Мистер Снодграсс был, по его словам, глубоко разочарован тем, что их продали так дешево. Но когда он и все прочие добрые советчики получили плату за свои услуги, вложенных оставшихся капиталов хватило, чтобы обеспечить ей доход почти шестьдесят фунтов в год, а это, как неопровержимо отметил старый бригадир Харкорт-Скейнс, гораздо лучше, чем получить мокрой рыбой в глаз. Она считала, что слишком многое было бы гораздо лучше такого исхода, потому и не видела пользы в его замечании, но бригадир слыл остряком. «А ты, Элеонора, известна пристрастием к азартным играм и тем, что засиживаешься допоздна», – произнесла она вслух. Она знала, что из тех, кто звал ее по имени, в живых уже не осталось никого, потому и пользовалась им, когда хотела упрекнуть себя. А теперь – побывать на другом конце коридора, прочитать молитву и наконец погасить свет.
* * *
Сибил и Хью сидели в освещенной люстрой столовой за холодным ужином (пирогом со свининой из Bellamy’s на Эрл-Корт-роуд, салатом из латука, помидоров и свеклы и бутылкой рейнвейна – Сибил предпочитала белое вино). В комнате на цокольном этаже было сумрачно и довольно жарко из-за соседства с кухней; кроме того, она казалась тесноватой для всей той мебели, которую вмещала: овального обеденного стола на двух опорах, восьми стульев хэпплуайт и длинного узкого буфета с волнистой передней панелью. Несмотря на то что застекленные двери были открыты из-за духоты, пламя свечей оставалось неподвижным.

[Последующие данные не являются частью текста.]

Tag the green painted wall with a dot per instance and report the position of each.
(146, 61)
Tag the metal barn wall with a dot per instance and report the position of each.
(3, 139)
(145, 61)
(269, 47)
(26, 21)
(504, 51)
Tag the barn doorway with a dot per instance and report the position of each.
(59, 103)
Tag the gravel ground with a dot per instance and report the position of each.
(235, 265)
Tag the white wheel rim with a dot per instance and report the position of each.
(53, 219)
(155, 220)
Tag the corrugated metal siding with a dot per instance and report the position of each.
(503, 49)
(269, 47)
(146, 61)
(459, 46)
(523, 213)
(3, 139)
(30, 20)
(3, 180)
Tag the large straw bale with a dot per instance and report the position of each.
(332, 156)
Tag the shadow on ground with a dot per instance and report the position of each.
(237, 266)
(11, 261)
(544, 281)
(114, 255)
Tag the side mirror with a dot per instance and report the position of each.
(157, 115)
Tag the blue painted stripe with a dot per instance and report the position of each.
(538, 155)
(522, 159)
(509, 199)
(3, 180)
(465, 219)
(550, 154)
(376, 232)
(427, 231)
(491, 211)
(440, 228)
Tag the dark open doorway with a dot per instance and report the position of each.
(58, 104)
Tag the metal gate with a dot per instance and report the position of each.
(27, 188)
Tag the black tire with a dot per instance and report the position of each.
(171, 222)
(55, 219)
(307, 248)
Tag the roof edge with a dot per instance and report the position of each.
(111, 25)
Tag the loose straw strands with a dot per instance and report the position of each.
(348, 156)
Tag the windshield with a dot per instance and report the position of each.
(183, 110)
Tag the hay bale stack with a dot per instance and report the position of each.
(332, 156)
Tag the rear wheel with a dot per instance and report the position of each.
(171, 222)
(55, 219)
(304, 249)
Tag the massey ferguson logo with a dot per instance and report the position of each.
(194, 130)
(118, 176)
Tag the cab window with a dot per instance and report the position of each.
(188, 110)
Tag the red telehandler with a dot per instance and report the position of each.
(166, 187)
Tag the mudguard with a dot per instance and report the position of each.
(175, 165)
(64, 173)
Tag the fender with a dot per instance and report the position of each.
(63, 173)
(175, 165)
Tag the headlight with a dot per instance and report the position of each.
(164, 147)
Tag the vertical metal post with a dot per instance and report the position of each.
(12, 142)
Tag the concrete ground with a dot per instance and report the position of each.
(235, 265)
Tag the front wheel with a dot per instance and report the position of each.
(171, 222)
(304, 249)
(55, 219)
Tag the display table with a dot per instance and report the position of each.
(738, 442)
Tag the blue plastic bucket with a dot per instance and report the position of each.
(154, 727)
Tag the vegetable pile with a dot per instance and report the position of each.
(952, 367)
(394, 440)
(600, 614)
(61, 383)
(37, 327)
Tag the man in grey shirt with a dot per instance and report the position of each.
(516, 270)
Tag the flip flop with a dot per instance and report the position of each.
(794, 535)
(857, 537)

– Словом, если он прав, значит, так тому и быть.
– Но ведь второе сердце он так и не услышал.
– Но исключать такую возможность все-таки нельзя. То есть вероятность, – поправился он.
– Дорогой, ты же знаешь, как мне не хочется переезжать – столько мороки! И ты знаешь, как я люблю этот дом.
Теперь, когда, казалось, он уже готов смириться с мыслью о переезде, она старалась подчеркнуть, что совсем не желает этого, как и он.
– А по-моему, будет интересно.
Эта дуэль предупредительности друг к другу, которую они вели последние шестнадцать лет, подразумевала перераспределение между ними или утаивание правды, называлась «хорошими манерами» или «привязанностью» и предназначалась для того, чтобы скрасить рутину или сгладить кремнистый путь повседневной супружеской жизни. Ее деспотизма никто не замечал. Хью отодвинул свою тарелку: ему нестерпимо хотелось курить.
– Кури, конечно, дорогой.
– Ты правда не против?
Она покачала головой.
– А я бы не отказалась от крыжовника.
Когда он подал его и закурил Gold Flake, она сказала:
– Конечно, есть еще один выход – отправить Полли в пансион.
Он резко вскинул на нее глаза, и голова отозвалась острой болью.
– Нет!.. По-моему, мысль не совсем удачная, – наконец произнес он с преувеличенной мягкостью и так, словно и вправду старательно и любезно обдумал эту тривиальную идею. Предупреждая возражения, он добавил: – Я уже много лет мечтал о кабинете. Теперь мне будет где заняться чем-нибудь интересным летними вечерами, пока ты за городом.
– Я хочу выбирать вместе с тобой!
– Разумеется, я буду всего лишь наводить справки. Может быть, выпьем кофе?
– А если тебе что-нибудь понравится?
– Только если понравится и тебе…
В конце концов они отказались от кофе в пользу постели. Пока Хью запирал двери, Сибил тяжело поднималась по лестнице, неся туфли в руке. Ступни у нее так распухли, что она то и дело снимала туфли, а потом не могла снова их надеть.
– Ты не заглянешь к Полли, дорогой? Еще одну лестницу я не вынесу.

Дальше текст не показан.